Rupee falls to record 84.57 against dollar












KARACHI: The rupee fell to a record low against the dollar on Monday while it already lost almost Re1 since the private sector was given sole responsibility to pay the entire oil bills.
 
The dollar was traded at the maximum price of Rs84.57, which is the highest price dollar ever found in the local market, said currency traders adding that the dollar gained up to 20 paisa on Monday.


The currency dealers said the dollar was booked at Rs84.68 for Tuesday, which means the local currency would further lose its weight during the next session.

“The market was busy as buyers suddenly increased their demand and a bank bought half a million dollar apparently for foreign payments, which pushed the dollar price up,” said Atif Ahmed, a currency dealer.

The local currency has been losing fast against the dollar as the demand suddenly increased when the State Bank announced on Dec 5, that private sector would have to pay entire oil import bill.

Just before the SBP’s announcement, the dollar was traded at Rs83.70, which means during a month the local currency lost about 95 paisa.

The State Bank had announced that with effect from Dec 14, all purchases of foreign exchange related to import of crude oil would be made by banks from inter-bank market.

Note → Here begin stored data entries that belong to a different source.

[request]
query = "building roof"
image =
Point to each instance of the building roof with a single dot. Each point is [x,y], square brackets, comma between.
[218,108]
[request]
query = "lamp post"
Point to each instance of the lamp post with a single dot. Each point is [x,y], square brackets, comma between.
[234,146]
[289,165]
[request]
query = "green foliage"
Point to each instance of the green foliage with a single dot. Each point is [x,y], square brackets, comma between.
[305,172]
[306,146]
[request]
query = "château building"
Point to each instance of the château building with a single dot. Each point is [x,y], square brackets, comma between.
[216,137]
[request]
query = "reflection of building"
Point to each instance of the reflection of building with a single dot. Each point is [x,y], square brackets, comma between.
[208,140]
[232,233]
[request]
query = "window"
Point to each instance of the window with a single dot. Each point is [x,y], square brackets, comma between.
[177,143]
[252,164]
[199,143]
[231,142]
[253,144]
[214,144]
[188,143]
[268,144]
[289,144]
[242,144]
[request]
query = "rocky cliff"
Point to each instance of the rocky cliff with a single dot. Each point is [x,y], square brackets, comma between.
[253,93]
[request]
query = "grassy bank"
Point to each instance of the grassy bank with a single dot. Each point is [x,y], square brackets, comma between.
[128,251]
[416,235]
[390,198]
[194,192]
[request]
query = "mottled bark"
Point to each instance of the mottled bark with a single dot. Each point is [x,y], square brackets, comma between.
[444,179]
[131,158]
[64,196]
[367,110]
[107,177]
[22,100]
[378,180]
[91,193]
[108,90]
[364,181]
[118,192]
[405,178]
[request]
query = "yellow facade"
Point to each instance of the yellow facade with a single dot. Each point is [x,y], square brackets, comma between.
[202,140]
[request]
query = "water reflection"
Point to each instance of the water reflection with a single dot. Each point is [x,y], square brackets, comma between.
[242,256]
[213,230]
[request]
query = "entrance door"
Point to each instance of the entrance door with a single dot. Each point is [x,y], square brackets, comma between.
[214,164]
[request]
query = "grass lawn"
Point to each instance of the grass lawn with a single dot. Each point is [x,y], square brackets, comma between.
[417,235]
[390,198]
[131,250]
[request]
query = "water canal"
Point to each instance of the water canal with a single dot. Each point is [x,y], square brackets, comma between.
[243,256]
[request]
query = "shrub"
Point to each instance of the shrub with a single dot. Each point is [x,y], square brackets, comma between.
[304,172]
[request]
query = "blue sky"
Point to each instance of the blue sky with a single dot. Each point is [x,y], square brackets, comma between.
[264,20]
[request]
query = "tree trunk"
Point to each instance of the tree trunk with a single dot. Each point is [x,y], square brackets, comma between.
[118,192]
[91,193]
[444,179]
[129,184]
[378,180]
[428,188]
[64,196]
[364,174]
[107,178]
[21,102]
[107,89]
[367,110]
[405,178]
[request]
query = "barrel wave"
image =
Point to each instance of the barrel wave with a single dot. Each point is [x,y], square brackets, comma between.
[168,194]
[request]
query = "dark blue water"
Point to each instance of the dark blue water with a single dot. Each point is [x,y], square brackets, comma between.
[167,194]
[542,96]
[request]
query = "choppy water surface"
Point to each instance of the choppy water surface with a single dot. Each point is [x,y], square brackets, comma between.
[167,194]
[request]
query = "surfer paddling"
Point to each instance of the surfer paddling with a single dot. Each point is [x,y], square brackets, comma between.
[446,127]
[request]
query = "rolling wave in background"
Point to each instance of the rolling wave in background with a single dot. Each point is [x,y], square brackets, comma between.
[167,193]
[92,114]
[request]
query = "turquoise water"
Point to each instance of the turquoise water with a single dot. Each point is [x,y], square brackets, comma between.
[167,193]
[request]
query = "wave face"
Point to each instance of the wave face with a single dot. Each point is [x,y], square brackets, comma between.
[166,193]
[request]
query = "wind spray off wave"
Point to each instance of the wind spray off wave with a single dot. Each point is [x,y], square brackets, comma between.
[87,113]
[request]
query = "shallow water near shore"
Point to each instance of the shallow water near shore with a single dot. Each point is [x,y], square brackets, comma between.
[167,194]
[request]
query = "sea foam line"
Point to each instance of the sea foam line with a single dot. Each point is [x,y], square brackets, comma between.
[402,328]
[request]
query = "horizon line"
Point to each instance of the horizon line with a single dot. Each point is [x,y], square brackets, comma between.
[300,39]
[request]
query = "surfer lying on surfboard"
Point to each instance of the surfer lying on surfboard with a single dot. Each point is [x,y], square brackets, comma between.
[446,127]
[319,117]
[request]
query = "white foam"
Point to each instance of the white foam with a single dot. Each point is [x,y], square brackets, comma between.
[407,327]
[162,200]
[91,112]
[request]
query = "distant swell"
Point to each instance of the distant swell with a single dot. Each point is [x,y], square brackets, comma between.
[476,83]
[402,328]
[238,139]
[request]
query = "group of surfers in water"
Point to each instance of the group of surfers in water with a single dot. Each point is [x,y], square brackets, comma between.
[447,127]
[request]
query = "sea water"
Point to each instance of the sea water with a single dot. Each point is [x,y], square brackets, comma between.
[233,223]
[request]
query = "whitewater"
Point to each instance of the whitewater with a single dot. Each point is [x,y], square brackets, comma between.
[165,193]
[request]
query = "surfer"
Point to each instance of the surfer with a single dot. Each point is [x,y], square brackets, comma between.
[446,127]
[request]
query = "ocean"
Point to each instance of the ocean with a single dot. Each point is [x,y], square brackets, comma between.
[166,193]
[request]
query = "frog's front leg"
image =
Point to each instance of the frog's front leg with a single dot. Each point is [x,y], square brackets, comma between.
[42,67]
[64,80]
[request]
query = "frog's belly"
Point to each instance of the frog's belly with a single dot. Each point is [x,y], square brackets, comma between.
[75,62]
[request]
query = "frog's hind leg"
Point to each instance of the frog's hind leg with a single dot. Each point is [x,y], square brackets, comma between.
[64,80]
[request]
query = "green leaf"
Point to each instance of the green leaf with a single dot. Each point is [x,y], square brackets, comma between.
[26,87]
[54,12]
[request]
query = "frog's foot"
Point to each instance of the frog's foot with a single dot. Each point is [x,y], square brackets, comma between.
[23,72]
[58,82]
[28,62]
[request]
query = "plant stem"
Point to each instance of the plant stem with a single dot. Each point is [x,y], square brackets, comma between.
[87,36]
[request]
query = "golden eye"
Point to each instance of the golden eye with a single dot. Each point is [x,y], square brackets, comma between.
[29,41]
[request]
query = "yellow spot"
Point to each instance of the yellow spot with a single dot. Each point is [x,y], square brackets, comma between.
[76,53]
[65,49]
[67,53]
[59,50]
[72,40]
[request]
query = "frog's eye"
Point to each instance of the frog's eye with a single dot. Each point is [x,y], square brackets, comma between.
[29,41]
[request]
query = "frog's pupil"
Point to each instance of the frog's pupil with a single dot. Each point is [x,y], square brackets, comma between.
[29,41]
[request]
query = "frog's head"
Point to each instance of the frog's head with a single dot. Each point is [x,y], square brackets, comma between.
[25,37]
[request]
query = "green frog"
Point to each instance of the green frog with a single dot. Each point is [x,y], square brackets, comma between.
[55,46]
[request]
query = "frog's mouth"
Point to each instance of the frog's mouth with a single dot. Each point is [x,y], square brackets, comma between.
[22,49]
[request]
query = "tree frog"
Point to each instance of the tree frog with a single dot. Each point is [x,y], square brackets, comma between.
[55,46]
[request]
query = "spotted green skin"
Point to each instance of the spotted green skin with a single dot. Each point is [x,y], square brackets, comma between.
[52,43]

The private sector is now solely responsible to import petroleum products.

The petroleum products are the largest single item in the import list of the country and it might range from $8 billion to $10 billion for the whole one year.

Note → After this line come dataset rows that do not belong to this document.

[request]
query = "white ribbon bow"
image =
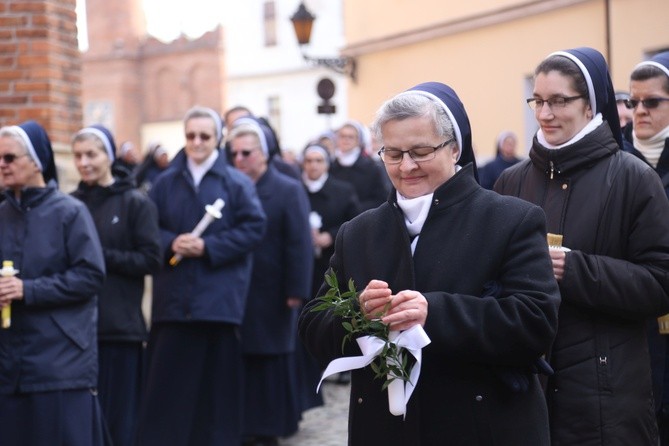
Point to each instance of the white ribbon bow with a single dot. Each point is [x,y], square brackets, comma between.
[399,392]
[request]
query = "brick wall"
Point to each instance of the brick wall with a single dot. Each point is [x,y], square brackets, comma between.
[40,65]
[40,71]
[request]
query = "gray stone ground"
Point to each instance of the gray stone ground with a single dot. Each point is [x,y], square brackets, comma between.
[326,425]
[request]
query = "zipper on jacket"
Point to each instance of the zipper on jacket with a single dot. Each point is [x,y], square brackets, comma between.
[552,170]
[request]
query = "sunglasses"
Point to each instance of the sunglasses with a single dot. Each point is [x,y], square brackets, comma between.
[243,153]
[203,136]
[9,158]
[647,103]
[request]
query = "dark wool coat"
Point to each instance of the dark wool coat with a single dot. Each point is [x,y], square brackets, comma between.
[366,177]
[336,203]
[211,288]
[281,267]
[657,343]
[127,224]
[482,264]
[614,216]
[52,343]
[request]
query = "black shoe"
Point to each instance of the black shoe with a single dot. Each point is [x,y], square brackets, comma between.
[263,440]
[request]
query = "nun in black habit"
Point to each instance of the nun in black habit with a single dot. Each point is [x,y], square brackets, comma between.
[468,266]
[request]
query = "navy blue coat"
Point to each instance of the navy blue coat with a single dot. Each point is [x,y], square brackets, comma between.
[336,203]
[213,287]
[282,266]
[127,223]
[52,343]
[367,178]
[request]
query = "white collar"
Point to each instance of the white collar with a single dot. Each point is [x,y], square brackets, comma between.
[199,170]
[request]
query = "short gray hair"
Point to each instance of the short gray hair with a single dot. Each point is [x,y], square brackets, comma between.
[407,105]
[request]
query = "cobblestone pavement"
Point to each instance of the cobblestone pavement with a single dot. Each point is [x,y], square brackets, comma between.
[326,425]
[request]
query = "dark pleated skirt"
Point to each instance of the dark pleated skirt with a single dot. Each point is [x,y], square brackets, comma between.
[308,375]
[193,389]
[271,398]
[119,387]
[58,418]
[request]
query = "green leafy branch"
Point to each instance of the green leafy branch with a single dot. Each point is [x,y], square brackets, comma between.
[392,361]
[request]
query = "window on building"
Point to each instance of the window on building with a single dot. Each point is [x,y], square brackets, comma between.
[269,17]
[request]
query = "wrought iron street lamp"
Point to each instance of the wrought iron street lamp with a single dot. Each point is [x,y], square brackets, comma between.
[303,21]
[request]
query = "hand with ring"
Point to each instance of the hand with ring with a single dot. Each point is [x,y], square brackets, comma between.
[374,298]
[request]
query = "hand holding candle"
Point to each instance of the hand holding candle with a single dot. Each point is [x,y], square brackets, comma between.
[212,212]
[7,271]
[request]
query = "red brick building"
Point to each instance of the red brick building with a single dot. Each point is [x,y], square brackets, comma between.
[137,85]
[40,67]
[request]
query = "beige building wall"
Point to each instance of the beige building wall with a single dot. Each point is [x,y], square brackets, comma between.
[487,50]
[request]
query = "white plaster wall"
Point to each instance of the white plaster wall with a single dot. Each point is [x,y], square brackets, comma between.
[256,72]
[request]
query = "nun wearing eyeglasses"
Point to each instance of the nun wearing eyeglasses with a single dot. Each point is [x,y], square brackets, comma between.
[608,222]
[648,139]
[281,281]
[468,266]
[127,223]
[48,348]
[193,390]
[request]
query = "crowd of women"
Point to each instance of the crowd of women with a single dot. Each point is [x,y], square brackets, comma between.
[536,300]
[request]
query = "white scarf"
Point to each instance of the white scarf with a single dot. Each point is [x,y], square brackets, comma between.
[592,125]
[652,148]
[199,170]
[314,186]
[415,213]
[349,158]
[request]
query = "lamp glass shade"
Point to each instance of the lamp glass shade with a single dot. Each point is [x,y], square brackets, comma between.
[302,20]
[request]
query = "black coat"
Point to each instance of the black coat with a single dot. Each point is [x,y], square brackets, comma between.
[282,267]
[613,214]
[336,202]
[482,264]
[127,224]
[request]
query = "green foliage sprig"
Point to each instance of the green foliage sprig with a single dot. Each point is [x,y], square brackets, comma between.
[391,363]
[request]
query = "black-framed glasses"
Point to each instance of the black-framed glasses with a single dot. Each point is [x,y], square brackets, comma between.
[203,136]
[648,103]
[244,153]
[553,103]
[9,158]
[418,154]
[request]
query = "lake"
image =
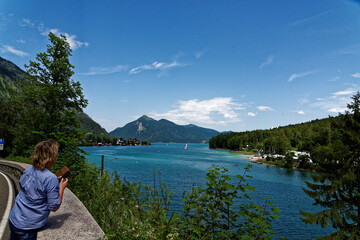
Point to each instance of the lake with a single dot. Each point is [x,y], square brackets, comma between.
[181,168]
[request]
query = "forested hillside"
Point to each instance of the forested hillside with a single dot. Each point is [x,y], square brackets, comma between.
[302,137]
[10,74]
[148,129]
[10,78]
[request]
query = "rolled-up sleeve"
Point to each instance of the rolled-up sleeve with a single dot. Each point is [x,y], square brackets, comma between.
[52,193]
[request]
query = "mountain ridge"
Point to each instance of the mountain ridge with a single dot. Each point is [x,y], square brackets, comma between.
[148,129]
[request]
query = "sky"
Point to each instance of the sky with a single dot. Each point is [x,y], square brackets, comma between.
[233,65]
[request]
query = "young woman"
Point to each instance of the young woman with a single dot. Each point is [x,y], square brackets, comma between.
[40,193]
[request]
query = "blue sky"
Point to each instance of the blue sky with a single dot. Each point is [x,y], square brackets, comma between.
[227,65]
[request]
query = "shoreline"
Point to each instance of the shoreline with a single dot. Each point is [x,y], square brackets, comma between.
[267,163]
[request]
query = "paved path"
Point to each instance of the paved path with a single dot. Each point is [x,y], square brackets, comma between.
[71,222]
[6,202]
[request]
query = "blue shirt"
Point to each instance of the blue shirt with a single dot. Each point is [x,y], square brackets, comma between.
[39,194]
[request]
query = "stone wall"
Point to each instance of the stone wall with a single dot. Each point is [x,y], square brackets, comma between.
[72,221]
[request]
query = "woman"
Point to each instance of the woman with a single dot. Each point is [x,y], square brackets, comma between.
[40,193]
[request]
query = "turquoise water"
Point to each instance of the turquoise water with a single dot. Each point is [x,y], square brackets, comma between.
[181,168]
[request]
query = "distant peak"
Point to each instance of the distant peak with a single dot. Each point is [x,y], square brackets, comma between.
[144,117]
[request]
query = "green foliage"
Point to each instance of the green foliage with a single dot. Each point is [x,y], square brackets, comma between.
[302,137]
[49,99]
[338,191]
[219,211]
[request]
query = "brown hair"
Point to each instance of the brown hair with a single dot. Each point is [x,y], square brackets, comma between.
[44,152]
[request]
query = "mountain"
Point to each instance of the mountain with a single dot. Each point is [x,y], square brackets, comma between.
[88,125]
[148,129]
[11,75]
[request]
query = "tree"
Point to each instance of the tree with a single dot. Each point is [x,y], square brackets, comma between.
[50,98]
[338,191]
[220,211]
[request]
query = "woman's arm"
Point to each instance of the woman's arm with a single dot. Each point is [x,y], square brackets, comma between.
[62,186]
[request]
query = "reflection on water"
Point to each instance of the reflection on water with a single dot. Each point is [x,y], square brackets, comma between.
[181,168]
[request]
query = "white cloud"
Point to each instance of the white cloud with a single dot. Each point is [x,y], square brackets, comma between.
[267,62]
[162,66]
[106,70]
[348,91]
[71,39]
[356,75]
[303,101]
[215,111]
[264,108]
[199,54]
[337,110]
[334,79]
[10,49]
[308,19]
[336,102]
[302,74]
[349,50]
[26,22]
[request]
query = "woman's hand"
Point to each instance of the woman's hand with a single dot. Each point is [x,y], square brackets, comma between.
[63,183]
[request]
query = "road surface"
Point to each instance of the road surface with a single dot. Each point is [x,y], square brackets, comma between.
[6,201]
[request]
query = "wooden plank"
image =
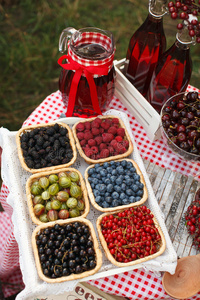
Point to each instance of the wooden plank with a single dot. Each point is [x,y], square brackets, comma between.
[174,193]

Currency dealers said the local market received negative reports as the oil price has increased to $80 per barrel in the international market creating fear among the importers that that the dollar might go appreciating if the oil prices kept going up.

“Despite good foreign exchange reserves of the country, the rupee is losing weight mainly because the importers fear that they might need more dollars to import oil and this is the reason for a rush to pick maximum dollars from the market,” said Atif.

The oil price touched $80 per barrel on Monday, while the prices could further escalate because of rising demand of energy in Europe and US due to record low temperatures during the current winter.

Analysts said that inflation was once again rising on account of government’s several moves to generate revenue through additional taxation on already loaded sectors.

“The government has increased oil prices, natural gas and electricity prices to sustain its falling revenue, which is falling because of poor economic growth,” said Abid Saleem, a brokerage house analyst.

He said the price hike of utilities will increase inflation, which just fell to half of what it was 12 months back.
“Under the rising inflation and poor economy, the currency has no place to stay firm. It will fall more in coming months,” said Abid.